A parlare è Stefano Mercurio, pastore in questa fetta di Costa Azzurra da poco più di un anno, dopo aver prestato servizio per 4 anni più a ovest, a Saint Hippolyte du Fort, nelle Cévennes, la culla del protestantesimo francese.

Palermitano del quartiere della Noce, classe 1971, Mercurio ci aiuta a comprendere meglio cosa hanno significato certi tragici fatti per la Francia e per i fedeli dell’Eglise Protestante Unie de France, l’Epudf, che raggruppa trecento mila fedeli circa in tutta la nazione, compresi i 40 mila luterani che dal 2012 fanno parte della stessa comunità di fede, al termine di un’integrazione dai caratteri simili a quella avvenuta 40 anni fa fra valdesi e metodisti in Italia. Sono le 9 della mattina a Draguignan, l’aria gelida fa da contraltare ad un cielo senza una nuvola. Il tempio della cittadina che ospita una delle principali guarnigioni dell’esercito francese non è di grandi dimensioni, ma i suoi banchi sono tutti pieni. E’ la prima domenica di avvento e in chiesa si canta, si predica attorno al tema dell’annunciazione. Stefano poi beve al volo il caffè che come un rito collettivo, questa volta pagano, sancisce la fine della cerimonia: deve saltare in auto e scendere verso Saint-Raphaël, 40 chilometri per arrivare in tempo a celebrare il culto delle 11. Una vita di corsa: «Ma no, in realtà non è proprio così. Nell’Epudf si lavora molto in équipe; qui siamo ad esempio tre pastori a coprire un’area relativamente vasta. Esiste un’ottima organizzazione che ci consente di gestire le nostre forze e trarre il meglio dai nostri membri di chiesa». Che qui non vengono conteggiati singolarmente, ma come foyer, come nuclei familiari. «Fra Saint Raphael e Saint Tropez, corrispondenti  ai due estremi del nostro distretto, contiamo circa 450 foyer, un buon numero. Molti provengono da altre aree del paese e sono venuti qui al termine della carriera lavorativa per vivere in una delle zone più belle e dal clima migliore della Francia. E magari sono stati seguiti dai figli e dai nipoti». 
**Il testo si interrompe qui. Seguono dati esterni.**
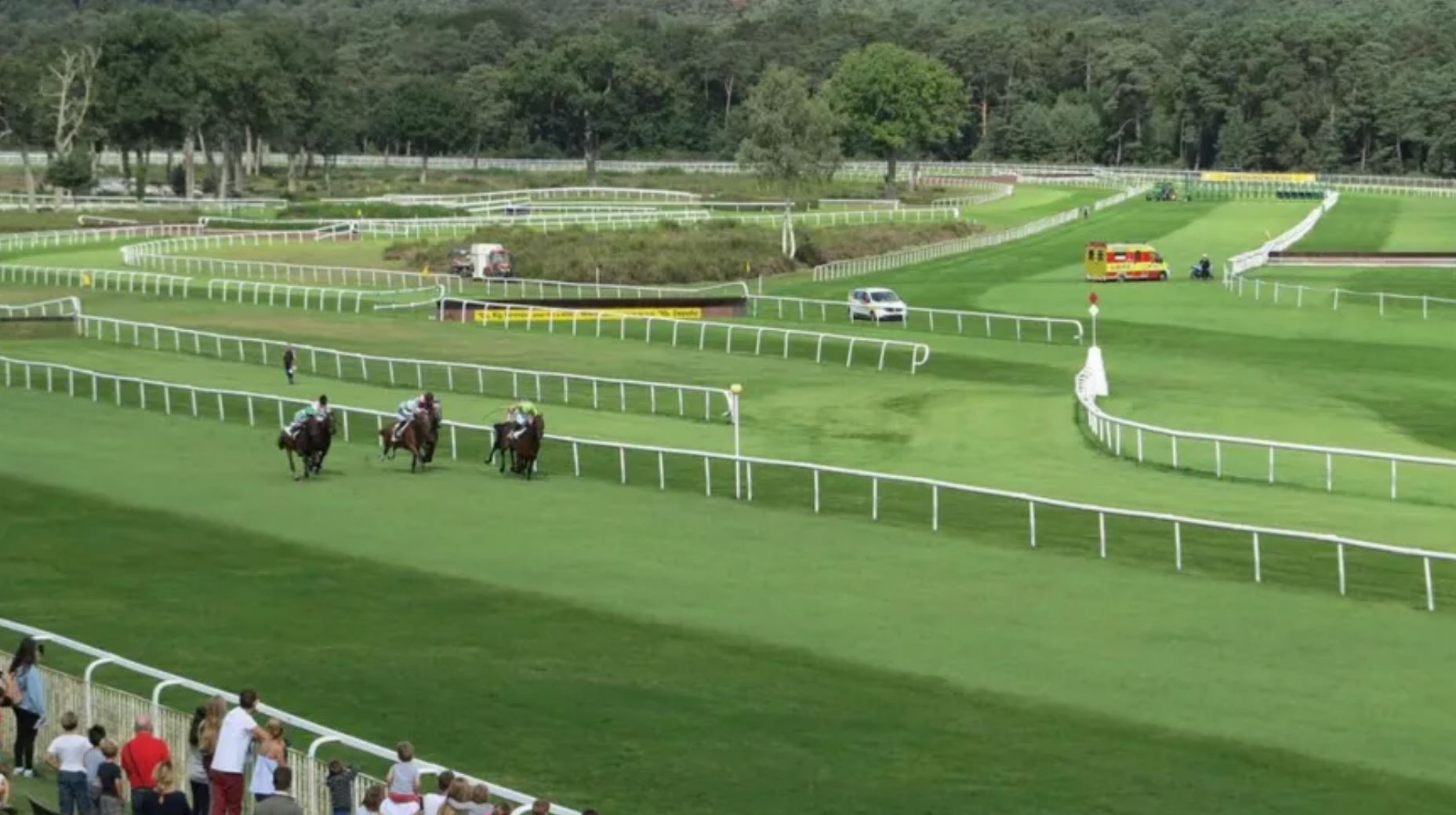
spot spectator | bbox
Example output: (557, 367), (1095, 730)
(254, 767), (303, 815)
(207, 689), (268, 815)
(248, 719), (289, 802)
(83, 725), (107, 812)
(45, 710), (90, 815)
(419, 770), (454, 815)
(384, 740), (419, 803)
(144, 761), (192, 815)
(96, 740), (122, 815)
(121, 713), (172, 815)
(323, 759), (360, 815)
(5, 638), (45, 779)
(192, 696), (227, 815)
(357, 784), (386, 815)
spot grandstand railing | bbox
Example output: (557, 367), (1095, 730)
(812, 187), (1143, 281)
(0, 357), (1456, 611)
(1073, 356), (1456, 500)
(77, 315), (731, 419)
(748, 294), (1082, 345)
(0, 619), (578, 815)
(438, 298), (931, 374)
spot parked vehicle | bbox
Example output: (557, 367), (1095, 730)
(849, 288), (909, 323)
(1082, 242), (1167, 282)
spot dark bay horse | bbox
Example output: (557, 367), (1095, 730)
(278, 415), (333, 480)
(379, 402), (443, 473)
(485, 413), (546, 480)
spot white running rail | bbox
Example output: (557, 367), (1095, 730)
(1073, 358), (1456, 500)
(812, 187), (1145, 281)
(0, 357), (1456, 611)
(77, 315), (731, 419)
(748, 294), (1082, 345)
(438, 298), (931, 374)
(0, 619), (578, 815)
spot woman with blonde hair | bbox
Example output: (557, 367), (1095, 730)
(248, 719), (289, 800)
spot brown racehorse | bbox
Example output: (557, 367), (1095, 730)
(379, 402), (440, 473)
(278, 415), (333, 480)
(485, 413), (546, 480)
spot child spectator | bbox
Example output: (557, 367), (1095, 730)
(96, 740), (122, 815)
(45, 710), (90, 815)
(323, 759), (360, 815)
(83, 725), (107, 812)
(384, 740), (419, 803)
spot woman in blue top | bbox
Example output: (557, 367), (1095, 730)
(10, 638), (45, 779)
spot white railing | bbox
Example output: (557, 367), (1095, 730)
(1230, 275), (1456, 320)
(77, 315), (731, 419)
(0, 264), (192, 297)
(0, 619), (578, 815)
(0, 297), (82, 320)
(0, 224), (202, 252)
(812, 187), (1143, 281)
(438, 298), (931, 374)
(1073, 358), (1456, 500)
(748, 294), (1082, 345)
(0, 357), (1456, 611)
(1223, 191), (1339, 287)
(207, 279), (445, 315)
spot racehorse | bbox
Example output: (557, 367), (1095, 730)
(278, 415), (333, 480)
(485, 413), (546, 480)
(379, 402), (443, 473)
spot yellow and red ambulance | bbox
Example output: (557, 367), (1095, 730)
(1082, 240), (1167, 281)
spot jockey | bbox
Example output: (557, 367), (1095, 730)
(394, 390), (435, 441)
(505, 400), (542, 438)
(289, 395), (329, 437)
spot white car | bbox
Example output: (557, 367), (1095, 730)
(849, 288), (907, 323)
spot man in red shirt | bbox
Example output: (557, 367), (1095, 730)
(121, 715), (172, 815)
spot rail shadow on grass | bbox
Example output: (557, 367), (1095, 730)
(0, 478), (1456, 815)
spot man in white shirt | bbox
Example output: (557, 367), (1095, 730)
(207, 689), (268, 815)
(45, 710), (90, 815)
(425, 770), (454, 815)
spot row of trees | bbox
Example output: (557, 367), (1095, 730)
(0, 0), (1456, 199)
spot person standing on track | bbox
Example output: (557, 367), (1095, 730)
(282, 342), (299, 384)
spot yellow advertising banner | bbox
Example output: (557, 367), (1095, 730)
(474, 307), (703, 323)
(1198, 170), (1318, 184)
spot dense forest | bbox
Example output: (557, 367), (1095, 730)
(0, 0), (1456, 186)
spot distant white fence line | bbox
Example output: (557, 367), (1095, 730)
(77, 312), (731, 419)
(438, 298), (931, 374)
(0, 619), (578, 815)
(0, 224), (202, 252)
(812, 187), (1143, 281)
(1073, 356), (1456, 500)
(0, 297), (82, 320)
(0, 264), (192, 297)
(1230, 275), (1456, 320)
(1223, 191), (1339, 287)
(207, 279), (445, 315)
(0, 357), (1456, 611)
(748, 294), (1082, 345)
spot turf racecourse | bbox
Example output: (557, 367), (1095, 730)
(0, 191), (1456, 812)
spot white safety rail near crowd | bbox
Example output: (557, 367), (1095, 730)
(1073, 359), (1456, 500)
(0, 357), (1456, 611)
(78, 312), (731, 419)
(438, 300), (931, 374)
(0, 264), (194, 297)
(0, 619), (578, 815)
(748, 294), (1082, 345)
(812, 187), (1145, 281)
(207, 279), (445, 315)
(0, 297), (82, 320)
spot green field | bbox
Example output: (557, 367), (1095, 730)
(0, 186), (1456, 813)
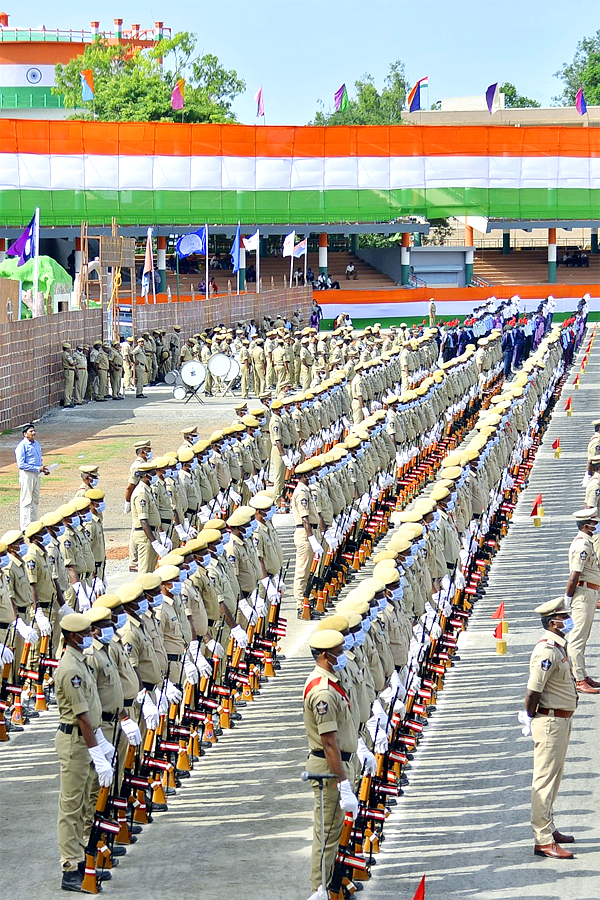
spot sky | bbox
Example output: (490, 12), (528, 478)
(4, 0), (600, 125)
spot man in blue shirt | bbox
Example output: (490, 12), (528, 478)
(15, 423), (50, 531)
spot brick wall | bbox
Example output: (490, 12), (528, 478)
(135, 287), (312, 339)
(0, 309), (102, 430)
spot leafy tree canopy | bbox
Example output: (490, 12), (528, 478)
(499, 81), (542, 109)
(53, 31), (246, 122)
(310, 60), (409, 125)
(552, 30), (600, 106)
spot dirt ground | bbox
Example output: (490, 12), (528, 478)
(0, 385), (244, 560)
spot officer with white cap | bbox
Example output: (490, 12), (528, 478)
(519, 597), (577, 859)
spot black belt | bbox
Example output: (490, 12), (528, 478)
(58, 722), (79, 734)
(310, 750), (354, 762)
È anche la domenica dell’apertura dell’attesissima conferenza parigina sul clima, la Cop21 questo 29 novembre, e il pastore Mercurio nella sua predica augura proficui risultati a tutti coloro che sono impegnati in queste trattative complicate, essenziali per la sopravvivenza del pianeta. L’ambiente è da molti anni fra i cavalli di battaglia del mondo protestante europeo. Questa domenica papa Francesco inaugura l’anno santo del mondo cattolico aprendo la porta santa della cattedrale di Bangui, la capitale della Repubblica Centrafricana: anche per lui e i suoi sforzi viene invocata la benedizione del Signore, inusuale ma toccante da ascoltare in un tempio protestante. L’ecumenismo che non appare solo un’operazione di facciata va ancora oltre, e si concretizza nella vicinanza alla locale comunità islamica la cui moschea, un ex magazzino dell’agenzia elettrica municipale, è stata imbrattata da disegni di maiali e da scritte offensive: «ciascuno ha diritto di esercitare tranquillamente la libertà di culto. La libertà  di coscienza è il pilastro di tutte le nostre libertà. Il ripiegamento identitario è una minaccia alla coesistenza pacifica nelle nostre città» si legge nel comunicato ufficiale di solidarietà della chiesa locale.  «Il nostro sforzo di dialogo fra tutte le componenti della società non verrà mai meno – continua Mercurio – ; è parte del nostro intendere la missione cristiana. Il segnale più bello e significativo la stanno fornendo molte famiglie protestanti, qui e in tutta la nazione, aprendo le porte agli stranieri, ai rifugiati, ai migranti. La diaconia locale, l’Entraide, sta coordinando domanda e offerta di posti di ricovero, e mi pare questa la migliore risposta alla chiusura, alla diffidenza per non dire all’odio cui molti discorsi tendono, a partire da quelli dei politici locali e nazionali. Non è chiudendo moschee o evitando di conoscere il nostro vicino che si rende un buon servizio alla società, che è un’entità in continua mutazione, che ci piaccia o no». 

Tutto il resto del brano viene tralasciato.